# Finding the perfect model

[![Colab](https://colab.research.google.com/assets/colab-badge.svg)](https://colab.research.google.com/github/nhartman94/TTT-model-building/blob/main/MNIST-shallow-regularization.ipynb)

**Goal:** We learned in the lecture a set of tricks for how to build a model that's "just right" for the data!

In this tutorial, we're going to learn how use these training and model building tricks to train a model in pytorch for a toy dataset.

We'll focus on understanding what's happening under the hood to gain intuition for what these "Occom's razor" regularization tricks are doing.

### Table of Contents

1. Data visualization 

- **Q1:** Plot the avg images

2. Model setup

- **Q2:** What's the loss before training (analystical calc)
- **Q3:** What's the loss before training (code check)

3. First training

- **Q4:** Compare with the validation loss

4. Regularization techniques
    - 4a) Batch normalization

        - **Q5:** Visualize the output from the activations in the last step
        - **Q6:** Implement batch norm in your model
        - **Q7:** Compare the activations from the batch normalized model

    - 4b) Dropout
        - **Q8:** Implement dropout in the model

    - 4c) (Bonus) L2 norm
        - **Q9:** Visualize the weights for the models trained earlier
        - **Q10:** Implement the L2 loss

5. Evaluate on the test set

In [None]:
import torch
from torch import nn
from torch.nn import functional as F

import numpy as np
import matplotlib.pyplot as plt

from sklearn import datasets
from sklearn.model_selection import train_test_split

In [None]:
# %pip install scikit-learn

## 1. Data setup

We're going to use the MNIST dataset as yesterday in Israt's tutorial.

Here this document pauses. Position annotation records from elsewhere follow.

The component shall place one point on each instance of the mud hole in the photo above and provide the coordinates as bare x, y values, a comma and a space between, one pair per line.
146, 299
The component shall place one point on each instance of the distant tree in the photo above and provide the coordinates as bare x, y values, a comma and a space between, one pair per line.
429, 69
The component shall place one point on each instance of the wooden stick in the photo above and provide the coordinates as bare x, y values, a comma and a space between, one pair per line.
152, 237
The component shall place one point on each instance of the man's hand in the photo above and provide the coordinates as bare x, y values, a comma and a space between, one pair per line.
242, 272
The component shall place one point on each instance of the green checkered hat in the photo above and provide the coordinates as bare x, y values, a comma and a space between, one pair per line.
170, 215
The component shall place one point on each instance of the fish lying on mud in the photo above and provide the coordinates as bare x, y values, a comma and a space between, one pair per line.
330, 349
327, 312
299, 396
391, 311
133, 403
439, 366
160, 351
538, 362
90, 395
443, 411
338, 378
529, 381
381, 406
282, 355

(Caveat: here testing out a smaller one, 8x8 images instead of 28x28)

In [None]:
# https://scikit-learn.org/stable/auto_examples/classification/plot_digits_classification.html

digits = datasets.load_digits()

In [None]:
# digits

In [None]:
X = digits['data']
y = digits["target"]

In [None]:
# train / val / test (80/20/20) split

# 20% test data
X_tr, X_test, y_tr, y_test = train_test_split(
    torch.FloatTensor(X), torch.LongTensor(y), test_size=0.2
)

# split validation set, 
# 25% of remaining data goes into the validation set

X_tr, X_val, y_tr, y_val = \
    train_test_split(X_tr, y_tr, test_size=0.25)

In [None]:
X_tr.shape

**Q1** Plot the avg image for each of the classes 

In [None]:
fig, axs = plt.subplots(2,5,figsize=(16,7))

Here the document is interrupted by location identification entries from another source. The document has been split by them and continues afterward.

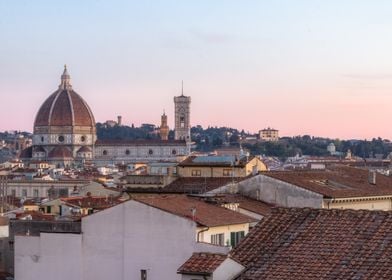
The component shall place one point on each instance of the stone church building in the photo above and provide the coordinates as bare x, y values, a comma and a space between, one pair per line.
65, 134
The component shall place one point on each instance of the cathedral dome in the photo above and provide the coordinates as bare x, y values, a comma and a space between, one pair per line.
65, 108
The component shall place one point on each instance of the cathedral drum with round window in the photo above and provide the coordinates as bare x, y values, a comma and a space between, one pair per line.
63, 125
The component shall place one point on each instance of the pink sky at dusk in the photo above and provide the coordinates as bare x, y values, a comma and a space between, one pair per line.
315, 68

for i,ax in enumerate(axs.flatten()):
    # mean img
    xi =  ... # your code here 
    ax.imshow(xi,cmap='Greys')
    ax.set_title(f'y={i}')


In [None]:
''' 
This function will draw samples from the training batch
'''

N_tr = len(y_tr)
print('# of training evts',N_tr)

def get_train_data(bs=128):

    idx = np.random.choice(N_tr, 128)

    return X_tr[idx], y_tr[idx]


## 2. Model setup

We're at the ERUM deep learning course... so ofc we want to train a NN for classification 😃


In [None]:
# Utility function: count the # of parameters
def count_parameters(model):
    return sum([sum(p.view(-1).shape) for p in model.parameters()])

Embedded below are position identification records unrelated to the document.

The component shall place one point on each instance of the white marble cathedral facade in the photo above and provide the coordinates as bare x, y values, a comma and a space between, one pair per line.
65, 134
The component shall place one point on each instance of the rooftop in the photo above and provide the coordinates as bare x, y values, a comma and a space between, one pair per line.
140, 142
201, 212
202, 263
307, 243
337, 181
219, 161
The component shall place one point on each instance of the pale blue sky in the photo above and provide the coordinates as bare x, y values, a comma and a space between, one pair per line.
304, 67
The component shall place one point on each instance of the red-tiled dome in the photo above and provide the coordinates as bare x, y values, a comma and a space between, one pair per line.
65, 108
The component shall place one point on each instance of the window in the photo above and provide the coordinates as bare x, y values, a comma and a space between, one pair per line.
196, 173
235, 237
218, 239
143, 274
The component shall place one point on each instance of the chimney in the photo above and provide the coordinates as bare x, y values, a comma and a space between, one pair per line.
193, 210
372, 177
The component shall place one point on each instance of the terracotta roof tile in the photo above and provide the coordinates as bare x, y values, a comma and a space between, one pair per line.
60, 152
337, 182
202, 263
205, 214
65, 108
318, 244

Below we remind you how to build a model with a single hidden layer and 256 hidden units:

💡 powers of 2

In [None]:
in_dim = 64
out_dim = 10

# Starter code
class myNN(nn.Module):
    """
    We'll keep adding functionality to this NN as we go thru the
    next exercises, but this is the starting skeleton
    """

    def __init__(self, H=64):
        super(myNN, self).__init__()

        # In the init class, need to set the weights of the trainable weights
        self.in_layer = nn.Linear(in_dim, H)
        self.hid_layer = nn.Linear(H, H)
        self.out_layer = nn.Linear(H, out_dim)

    def forward(self, x):
        
        # First linear transformation
        x = self.in_layer(x)
        x = nn.ReLU()(x)

        x = self.hid_layer(x)
        x = nn.ReLU()(x)

        x = self.out_layer(x)

        return x


In [None]:
m = myNN(64)

with torch.no_grad():
    out = m(X_tr)
print(out.shape)

### Loss function: Categorical cross entropy

For targets $y=[0,1, ..., 9]$, our model is outputting $z \in \mathbb{R}^10$, the logits (unnormalized probabilities) for these 10 classes.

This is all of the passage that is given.